|M.Sc Student||Ostromohov Nadya|
|Subject||High Sensitivity Sequence-Specific Detection of Nucleic|
Acids Using Isotachophoresis and Peptide Nucleic
Acid Probes on a Microfluidic Chip
|Department||Department of Mechanical Engineering||Supervisor||ASSOCIATE PROF. Moran Bercovici|
|Full Thesis text|
Sensitive, sequence specific DNA detection plays a crucial role in various biosensing applications including medical diagnostics, medical and biological research, food and water safety and forensics. The use of amplification techniques such as polymerase chain reaction (PCR) is a common approach for improvement of sensitivity. However, PCR reactions suffer from an inherent amplification bias, and require significant sample preparation, and a well-controlled environment. This results in a growing need for simpler and faster alternatives to amplification. An amplification-free nucleic acids detection method able to reduce the typical assay time is of special importance in faster disease diagnosis and treatment.
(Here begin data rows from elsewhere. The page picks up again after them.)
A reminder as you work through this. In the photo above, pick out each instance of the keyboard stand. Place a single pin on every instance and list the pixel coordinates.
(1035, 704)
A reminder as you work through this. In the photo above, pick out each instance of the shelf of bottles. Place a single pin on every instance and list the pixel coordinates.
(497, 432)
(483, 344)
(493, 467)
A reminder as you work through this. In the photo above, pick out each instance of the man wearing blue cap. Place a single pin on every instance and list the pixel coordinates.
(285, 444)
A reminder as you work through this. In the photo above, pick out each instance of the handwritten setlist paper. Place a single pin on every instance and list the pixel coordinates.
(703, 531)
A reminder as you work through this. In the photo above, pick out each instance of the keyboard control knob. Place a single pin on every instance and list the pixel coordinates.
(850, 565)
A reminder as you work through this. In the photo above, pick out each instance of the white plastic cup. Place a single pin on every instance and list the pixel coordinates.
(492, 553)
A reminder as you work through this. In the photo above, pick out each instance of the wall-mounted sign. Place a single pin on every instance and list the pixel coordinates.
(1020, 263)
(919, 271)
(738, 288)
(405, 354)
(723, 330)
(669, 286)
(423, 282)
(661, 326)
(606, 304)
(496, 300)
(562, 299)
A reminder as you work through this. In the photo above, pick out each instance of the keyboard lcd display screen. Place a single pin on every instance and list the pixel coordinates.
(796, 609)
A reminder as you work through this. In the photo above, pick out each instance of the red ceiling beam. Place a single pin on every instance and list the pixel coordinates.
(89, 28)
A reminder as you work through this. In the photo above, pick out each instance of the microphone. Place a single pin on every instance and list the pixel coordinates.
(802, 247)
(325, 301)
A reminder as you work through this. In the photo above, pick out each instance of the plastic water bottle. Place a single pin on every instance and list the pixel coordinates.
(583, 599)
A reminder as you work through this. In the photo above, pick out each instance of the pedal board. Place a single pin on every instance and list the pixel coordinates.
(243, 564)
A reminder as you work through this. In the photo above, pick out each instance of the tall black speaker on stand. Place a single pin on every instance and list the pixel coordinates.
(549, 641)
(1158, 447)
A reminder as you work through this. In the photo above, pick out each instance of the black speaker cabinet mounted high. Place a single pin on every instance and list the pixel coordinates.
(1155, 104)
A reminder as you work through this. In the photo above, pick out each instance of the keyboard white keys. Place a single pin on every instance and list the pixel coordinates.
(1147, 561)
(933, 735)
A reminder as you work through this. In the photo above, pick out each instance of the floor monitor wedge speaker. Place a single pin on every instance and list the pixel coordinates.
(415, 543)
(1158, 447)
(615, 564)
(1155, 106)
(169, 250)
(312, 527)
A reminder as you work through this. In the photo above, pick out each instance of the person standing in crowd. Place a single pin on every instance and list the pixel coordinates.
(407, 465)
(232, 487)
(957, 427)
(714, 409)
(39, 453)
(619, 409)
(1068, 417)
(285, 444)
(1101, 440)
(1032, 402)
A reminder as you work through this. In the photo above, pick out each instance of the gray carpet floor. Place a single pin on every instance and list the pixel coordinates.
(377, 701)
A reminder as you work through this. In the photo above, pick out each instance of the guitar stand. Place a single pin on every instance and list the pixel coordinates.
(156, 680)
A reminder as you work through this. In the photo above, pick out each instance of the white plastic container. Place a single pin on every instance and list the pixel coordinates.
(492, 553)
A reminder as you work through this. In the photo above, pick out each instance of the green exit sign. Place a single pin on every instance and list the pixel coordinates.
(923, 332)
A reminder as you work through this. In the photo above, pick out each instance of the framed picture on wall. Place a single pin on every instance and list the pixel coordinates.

We present a novel assay for rapid high sensitivity detection of nucleic acids without amplification using isotachophoresis and peptide nucleic acid (PNA) probes. Isotachophoresis (ITP) is an electrophoretic technique in which analytes of interest can be focused at the interface between two electrolytes characterized by high and low electrophoretic mobilities. Utilizing the neutral backbone of peptide nucleic acids, our method is based on the design of low electrophoretic mobility PNA probes, which do not focus under isotachophoresis unless bound to their target sequence. Thus, background noise associated with free probes is entirely eliminated, while maintaining a simple single-step assay requiring no amplification steps. We provide a detailed analytical model which allows predicting the length of targets that could be focused, for a given ITP chemistry, and experimentally demonstrate detection of targets as short as 17 nt and a limit of detection of 100 fM with a dynamic range of 5 decades. The assay requires 15 min to complete, and can be potentially used for a wide range of applications where rapid and highly sensitive detection of nucleic acid biomarkers is required.